About Bencher Walker
Bencher Walker earned her Bachelor of Commerce degree (Hons.) from McMaster University in 2002. Called to the Ontario Bar in 2006, she obtained her law degree at Osgoode Hall Law School in 2005. While there, she was awarded the Simms Shuber Prize for the highest academic standing in Corporate Governance. She is an Officer of the Board of Governors of McMaster University and a member of the Board of Directors of the Osgoode Hall Law School Alumni Association.
The 2013 Harry Jerome Award Young Entrepreneur winner is the founder of Walker Law Professional Corporation, a commercial-litigation firm located in downtown Toronto. In 2014, she received the Outstanding Service Award from the National Bar Association. In 2015, she was the recipient of the Traditional Law Practice Award from the Canadian Association of Black Lawyers and the Rising Star Award from Planet Africa.
Bencher Walker is an active member of a number of legal organizations, including the Canadian Association of Black Lawyers, the National Bar Association and the American Bar Association’s Forum on Franchising.
In May, she was named a 2016 Precedent Setter by Precedent Magazine.
In her own words
Q: Congratulations, Bencher Walker! What do you hope to contribute as a bencher of the Law Society?
A: I am looking forward to bringing my own voice to the Law Society. That voice looks to access to justice and fair opportunity for people of all backgrounds. As a black woman, I have an interest in diversity that springs from my personal background but it isn’t limited to that. The special needs for diversity will hopefully become the standard for all. When that happens the word ‘diversity’ will cease to exist. That’s my goal. I am deeply honoured to represent all members of the profession as they seek to fulfil their obligations to the public interest in Ontario.
Q: How do you feel about this historic moment in your life?
A: There are opportunities, obligations and honours. Regarding opportunity, I hope to be able to make a contribution for the betterment of lawyers and paralegals to fulfil their obligations to the public. These obligations are very complicated and I can only hope to weave my way through these complex issues. The central obligation is to govern the professions who serve the public. More than that, with my background I want to ensure that those from diverse backgrounds have access to legal services. I receive this role as a Bencher with a huge degree of humility and I am reminded by my political friend that I serve in this role for a short time. In that period of time, I want to do my best to serve the profession.
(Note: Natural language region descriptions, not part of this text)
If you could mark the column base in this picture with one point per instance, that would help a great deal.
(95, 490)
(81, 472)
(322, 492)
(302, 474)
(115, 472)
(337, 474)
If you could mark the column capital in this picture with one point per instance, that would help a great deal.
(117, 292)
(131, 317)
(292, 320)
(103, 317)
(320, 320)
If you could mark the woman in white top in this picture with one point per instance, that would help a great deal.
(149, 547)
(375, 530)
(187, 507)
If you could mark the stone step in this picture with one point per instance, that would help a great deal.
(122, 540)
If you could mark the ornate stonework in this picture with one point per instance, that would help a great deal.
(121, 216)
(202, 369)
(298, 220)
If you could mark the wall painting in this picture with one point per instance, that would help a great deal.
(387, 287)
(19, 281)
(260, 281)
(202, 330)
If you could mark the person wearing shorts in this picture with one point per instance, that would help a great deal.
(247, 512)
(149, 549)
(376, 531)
Q: No doubt you’ve been congratulated from many people who have been part of your journey. Does anyone stand out for you — past professors, colleagues or someone you’ve particularly admired or held up as a role model?
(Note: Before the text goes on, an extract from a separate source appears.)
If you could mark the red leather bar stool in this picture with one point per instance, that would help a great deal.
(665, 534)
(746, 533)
A: In 2013, I received the Harry Jerome Award from the Black Business and Professional Association for creating Walker Law Professional Corporation. Harry Jerome was and still is a hero. He was a Canadian black sprinter who competed in the 1960, 1964 and 1968 Summer Olympics. I have always admired him and feel privileged to receive a level of association for opening my own practice. The Law Society provides the opportunity for diverse lawyers to succeed and feel that they are enabled to jump over hurdles themselves.